Saturday, June 9, 2007

Landing News

Landing News

Northern Lites has returned to its natural habitat, Discovery, the one time mine and its now burned down town site. I am behind with Northern Lites in Exile III, it is though post to fit together. So a short up date on being back in the north will fill in for it.

I miss the South. In the Okanagan 30 degree weather was enjoyed in the presences of mountains with real trees and nights with darkness. In the Kootenays I spent time living the slow life and afternoon naps. I did not full adjust to the heat or the short days. Failure to adapt to those features of climate and latitude is a sign latitude shock.

Jet lag is not an issue with where I fly to and from as there is only an hour difference between Yellow Knife and Kelowna, but there is latitude shock. Jet upsets the body by creating a large difference between the time your body things it is and what it is where you have ended up at the end of your trip. Jet lag has a strong association with travel from West to East or East to West flights.

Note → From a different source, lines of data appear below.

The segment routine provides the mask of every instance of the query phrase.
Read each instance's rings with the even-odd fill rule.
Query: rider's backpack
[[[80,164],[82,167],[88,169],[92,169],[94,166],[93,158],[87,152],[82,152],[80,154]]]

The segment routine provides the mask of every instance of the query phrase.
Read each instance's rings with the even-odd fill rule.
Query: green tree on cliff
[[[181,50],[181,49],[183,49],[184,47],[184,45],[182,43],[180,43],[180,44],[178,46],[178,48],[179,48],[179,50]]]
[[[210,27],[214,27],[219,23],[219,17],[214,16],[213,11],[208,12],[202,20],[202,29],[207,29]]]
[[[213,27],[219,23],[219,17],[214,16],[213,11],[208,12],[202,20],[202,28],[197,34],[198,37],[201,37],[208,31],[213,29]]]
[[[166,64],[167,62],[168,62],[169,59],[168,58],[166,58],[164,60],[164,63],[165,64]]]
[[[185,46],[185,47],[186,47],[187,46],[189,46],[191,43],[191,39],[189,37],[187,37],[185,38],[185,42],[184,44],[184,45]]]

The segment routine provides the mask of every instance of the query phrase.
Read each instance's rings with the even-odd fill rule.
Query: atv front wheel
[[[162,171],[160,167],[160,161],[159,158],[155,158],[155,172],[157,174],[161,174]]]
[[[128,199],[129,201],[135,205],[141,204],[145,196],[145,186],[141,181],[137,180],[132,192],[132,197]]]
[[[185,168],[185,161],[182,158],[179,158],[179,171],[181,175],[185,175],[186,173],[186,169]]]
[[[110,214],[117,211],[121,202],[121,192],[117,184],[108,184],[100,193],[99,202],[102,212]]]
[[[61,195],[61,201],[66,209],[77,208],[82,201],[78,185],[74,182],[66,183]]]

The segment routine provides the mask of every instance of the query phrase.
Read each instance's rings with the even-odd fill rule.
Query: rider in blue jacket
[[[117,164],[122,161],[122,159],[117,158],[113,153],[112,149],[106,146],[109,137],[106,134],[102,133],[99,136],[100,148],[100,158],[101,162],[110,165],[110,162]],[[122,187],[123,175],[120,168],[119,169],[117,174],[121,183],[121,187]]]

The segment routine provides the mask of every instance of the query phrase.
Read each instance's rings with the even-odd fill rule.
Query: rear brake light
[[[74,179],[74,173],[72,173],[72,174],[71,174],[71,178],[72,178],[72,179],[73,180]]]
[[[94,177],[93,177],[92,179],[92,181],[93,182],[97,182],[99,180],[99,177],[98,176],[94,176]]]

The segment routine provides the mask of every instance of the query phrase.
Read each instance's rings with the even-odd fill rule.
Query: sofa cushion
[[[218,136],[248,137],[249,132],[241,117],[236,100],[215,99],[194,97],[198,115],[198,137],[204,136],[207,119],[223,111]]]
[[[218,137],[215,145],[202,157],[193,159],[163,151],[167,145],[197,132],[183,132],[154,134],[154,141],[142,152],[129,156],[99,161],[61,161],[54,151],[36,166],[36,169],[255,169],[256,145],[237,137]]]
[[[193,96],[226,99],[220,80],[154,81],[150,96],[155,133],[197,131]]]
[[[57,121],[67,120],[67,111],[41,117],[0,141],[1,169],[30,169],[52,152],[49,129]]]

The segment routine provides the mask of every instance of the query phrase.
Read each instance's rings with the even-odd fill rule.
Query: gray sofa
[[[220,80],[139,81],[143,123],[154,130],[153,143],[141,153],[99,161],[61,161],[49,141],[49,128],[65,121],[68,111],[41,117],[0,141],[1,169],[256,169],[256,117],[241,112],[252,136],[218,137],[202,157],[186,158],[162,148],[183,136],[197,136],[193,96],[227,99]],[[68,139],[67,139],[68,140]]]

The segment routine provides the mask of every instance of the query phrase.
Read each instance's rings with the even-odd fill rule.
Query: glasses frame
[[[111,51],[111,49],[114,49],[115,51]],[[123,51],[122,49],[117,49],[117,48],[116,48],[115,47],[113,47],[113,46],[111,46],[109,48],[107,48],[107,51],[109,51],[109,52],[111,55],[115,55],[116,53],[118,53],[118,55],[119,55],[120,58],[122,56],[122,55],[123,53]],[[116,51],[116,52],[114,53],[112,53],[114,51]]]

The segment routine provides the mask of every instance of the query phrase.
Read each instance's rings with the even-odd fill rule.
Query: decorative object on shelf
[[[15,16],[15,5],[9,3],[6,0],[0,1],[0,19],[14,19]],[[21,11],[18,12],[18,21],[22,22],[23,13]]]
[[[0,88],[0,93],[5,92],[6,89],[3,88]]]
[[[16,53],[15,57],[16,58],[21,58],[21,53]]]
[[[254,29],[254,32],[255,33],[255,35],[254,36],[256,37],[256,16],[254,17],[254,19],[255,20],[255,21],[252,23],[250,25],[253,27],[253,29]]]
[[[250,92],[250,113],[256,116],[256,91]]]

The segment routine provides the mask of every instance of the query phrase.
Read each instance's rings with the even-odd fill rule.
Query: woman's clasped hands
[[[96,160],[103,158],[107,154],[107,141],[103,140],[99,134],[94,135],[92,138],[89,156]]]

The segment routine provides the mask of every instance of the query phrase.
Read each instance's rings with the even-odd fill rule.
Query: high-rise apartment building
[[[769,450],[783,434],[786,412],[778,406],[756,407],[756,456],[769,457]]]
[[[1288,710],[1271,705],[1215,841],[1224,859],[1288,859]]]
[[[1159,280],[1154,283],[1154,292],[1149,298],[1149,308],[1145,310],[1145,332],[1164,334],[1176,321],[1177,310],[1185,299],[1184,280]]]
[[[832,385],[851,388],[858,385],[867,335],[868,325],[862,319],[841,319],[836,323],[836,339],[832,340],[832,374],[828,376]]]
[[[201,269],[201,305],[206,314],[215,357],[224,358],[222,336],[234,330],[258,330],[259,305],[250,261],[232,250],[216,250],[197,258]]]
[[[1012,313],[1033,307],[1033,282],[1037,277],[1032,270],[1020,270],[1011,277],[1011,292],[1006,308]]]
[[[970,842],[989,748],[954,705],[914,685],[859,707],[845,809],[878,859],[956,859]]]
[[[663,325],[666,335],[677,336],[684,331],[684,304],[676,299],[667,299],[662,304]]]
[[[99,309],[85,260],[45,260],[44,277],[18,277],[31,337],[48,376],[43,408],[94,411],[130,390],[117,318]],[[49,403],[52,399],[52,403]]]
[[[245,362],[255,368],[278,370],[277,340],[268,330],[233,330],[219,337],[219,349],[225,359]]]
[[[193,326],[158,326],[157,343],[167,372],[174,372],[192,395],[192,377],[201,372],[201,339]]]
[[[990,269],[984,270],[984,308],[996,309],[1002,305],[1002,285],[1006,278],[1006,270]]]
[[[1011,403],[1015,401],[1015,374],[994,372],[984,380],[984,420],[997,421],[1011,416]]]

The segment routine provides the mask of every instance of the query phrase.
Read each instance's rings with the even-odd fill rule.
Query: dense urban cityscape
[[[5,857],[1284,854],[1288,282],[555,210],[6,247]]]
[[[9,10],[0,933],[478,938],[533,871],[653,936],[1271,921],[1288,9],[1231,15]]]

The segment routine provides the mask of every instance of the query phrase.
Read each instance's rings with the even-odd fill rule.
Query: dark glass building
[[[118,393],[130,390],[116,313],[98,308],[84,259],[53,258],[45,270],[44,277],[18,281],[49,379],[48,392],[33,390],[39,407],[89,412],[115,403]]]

Latitude shock is well more of a mental hick up, or feels that way to me at least. In traveling between 51N and 63N, I bearly move out of my native time zone but the dynamic geometry between the tilted Earth and the sun conspire to have its own effects. It comes down to the expectation of day length. The north swings between extremes and we are currently at the bright phase with the sun shining well past bed time and even thought I am too far south for true 24 hour day light it might as well be so for me as I do not see it rise or set. The south on the other hand, even though 51N still has strong variations during the year lacks the never ending brightness. As a result as I spend time off I am surprised to see the sun set and almost fail to plan for the idea of darkness.

Ironically my first latitude shock came from a visit to Hawaii. Though I understood that the tropics have nearly perfect 12 hour day night cycles all year long the application was still a shock. Hawaii has a beautiful tropical climate and to my Canadian mind warm temperatures come with long days. It really came home on our marathon hike in to the crater, we that is 9 of the 12 of us on that trip had added a new leg to the hike down into the crater. This was not planed for and brought the out bound leg of the hike to close to three hours. It was 2:30 by the time we were at the fumerals and looking through binoculars at the sky light on Pu o' o'. Leaving us with 3 hours to hike back with no twilight to stretch the evening, for not only does the tropical sun set quickly and early it darkens just as fast.

Back up north I had a fine and pleasant first full day back. I have returned to logging on the porch which today happened to be cold and windy with the days temp being close to 10 in the sun, it was a fine misery.